Glenn sez, "R&B music was pretty bawdy before its entered the era of white appropriation and radio play. Leah Reich, an ethnographer by training and a music lover and singer by love, takes a stroll through some of the filthiest, wonderful era before all this stuff was cleaned up. Tons of links to Youtube videos and other sources."

Best of all, the filth didn’t come just from men. There was wonderful Julia Lee, with “My Man Stands Out,” “I Didn’t Like It the First Time,” and “Don’t Come Too Soon.” The inimitable Helen Humes has a live version of “I’m Gonna Let Him Ride” that’s as glorious for her singing as it is for the way the crowd roars her train on. The fascinating and captivating Nellie Lutcher sang “Hurry On Down.” And of course, there’s the magnificent Dinah Washington singing some of my favorites from the era, “Long John Blues” and “Big Long Slidin’ Thing.”

In fact, one of the most notoriously salacious songs — so raunchy I’ve had otherwise unflappable male friends tell me to turn it off when I played it for them in the car — was an early blues song recorded by Bessie Jackson, also known as Lucille Bogan. She sang many dirty blues songs, long before R&B and jump blues came on the scene, but none so raw as “Shave ’Em Dry II.” I won’t ruin the surprise for anyone who hasn’t heard it.
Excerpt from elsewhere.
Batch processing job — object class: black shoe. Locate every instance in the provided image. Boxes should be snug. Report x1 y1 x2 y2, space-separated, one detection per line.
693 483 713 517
Dirty R&B [Leah Reich/The Magazine]

Notable Replies

  1. 50's? Shave em Dry was recorded in 1935, as far as I know. Bogan was dead by '48.

  2. Yeah thats definitely 30s from the sound and thats yeah... a bit more to the point than Bessie Smith.

  3. Let's not forget the Asylum Stree Spanker's reprise of Lucille's Shave 'Em Dry

    And their other work in the same oeuvre:


  4. I miss the Spankers, sigh.

  5. This is new to me, and glorious.

    Is her second line, "I got something between my legs that will make a dead man cum"...was that echoed by the Rolling Stones at the end of Start Me Up? EDIT TO ADD: the internet has already noted this. Short hop from Bawdy Blues to Corproate Jingle.

    ((I bring this up as someone who for a long time didn't know that the Beatles had borrowed "Here come ol' flattop" from Chuck Berry.))

    And, given this is a @doctorow thread, the repeated echos of remix culture across time seems on-topic. And a wonderful thing.